Forced anal exams, conducted purportedly to find “proof” of homosexual conduct, often involve doctors or other medical personnel inserting their fingers, and sometimes other objects, into the anus of the accused without their consent, in an attempt to determine whether the person has engaged in receptive anal intercourse. The World Health Organization has denounced the exams as a form of violence and torture.
The World Medical Association has called on medical professionals to stop conducting the exams, saying that it is “deeply disturbed by the complicity of medical personnel in these non-voluntary and unscientific examinations, including the preparation of medical reports that are used in trials to convict men and transgender women of consensual same-sex conduct.”
The verdict against the two men confirms that both were subjected to forced anal exams while in detention under article 120 of the criminal code, which punishes consensual same-sex conduct between men, a “crime” that carries over from Uzbekistan’s Soviet past, with up to three years in prison. The ruling relied in part on a medical examiner’s report suggesting that “bruises and superficial tears,” “radial turns” that are “slightly smooth,” and a “slightly weakened” anal sphincter tone were likely evidence of anal sex. The court ruling seems to rely on bogus theories popularized by an 1857 French medical text on how to identify a “habitual pederast” through anal examination.
There is clear medical consensus that such antiquated theories lack any scientific basis. The Independent Forensic Experts Group (IFEG), composed of forensic medicine specialists from around the world, has condemned forced anal examinations, stating that “The examination has no value in detecting abnormalities in anal sphincter tone that can be reliably attributed to consensual anal intercourse.”
Men in Uzbekistan who engage in consensual same-sex sexual conduct face arbitrary detention, prosecution, and imprisonment as well as homophobia, threats, and extortion. The Uzbek government acknowledged in April, in response to a media inquiry, that more than 40 men were convicted under the law between 2016 and 2020.
Uzbek authorities led by the Prosecutor’s General Office recently drafted a new criminal code, but have not proposed repealing Article 120. Instead, the prohibition on same-sex relations appears in the draft under article 154, in a section of the code related to “crimes against morality and family.”
Uzbekistan’s prohibition of same-sex relations violates fundamental rights protected under international law, such as to privacy and bodily autonomy, and is discriminatory. Only two states that were part of the former Soviet Union, Uzbekistan and Turkmenistan, still criminalize consensual same-sex conduct. Turkmenistan, which has also carried out forced anal examinations in at least one case that Human Rights Watch documented, told the UN Human Rights Committee in 2020 that it would reconsider its law punishing consensual sexual conduct between men with up to two years in prison.

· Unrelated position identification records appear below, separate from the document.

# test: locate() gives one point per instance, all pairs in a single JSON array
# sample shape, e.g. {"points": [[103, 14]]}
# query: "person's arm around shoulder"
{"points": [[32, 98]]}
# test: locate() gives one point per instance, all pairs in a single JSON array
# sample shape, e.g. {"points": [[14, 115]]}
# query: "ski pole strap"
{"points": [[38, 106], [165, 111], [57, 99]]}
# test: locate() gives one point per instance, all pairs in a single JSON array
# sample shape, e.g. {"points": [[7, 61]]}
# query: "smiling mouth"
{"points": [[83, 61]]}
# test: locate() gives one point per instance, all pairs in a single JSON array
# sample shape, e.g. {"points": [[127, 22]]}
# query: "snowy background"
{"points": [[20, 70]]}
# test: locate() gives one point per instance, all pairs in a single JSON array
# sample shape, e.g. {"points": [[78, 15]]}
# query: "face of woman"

Uzbekistan’s reliance on forced anal examinations as evidence in prosecutions for consensual same-sex conduct adds a sense of urgency to the call to decriminalize consensual same-sex conduct, the human rights organizations said.
“Uzbekistan should uphold its international human rights obligations by immediately banning forced anal exams, which the president can do with the stroke of a pen,” said Yuri Yoursky, human rights and legal issues coordinator at the Eurasian Coalition on Health, Rights, Gender and Sexual Diversity. “The government should follow up by removing antiquated criminal code provisions against consensual sexual relations, which violate human rights on face value and contribute to other violations such as the forced anal exams.”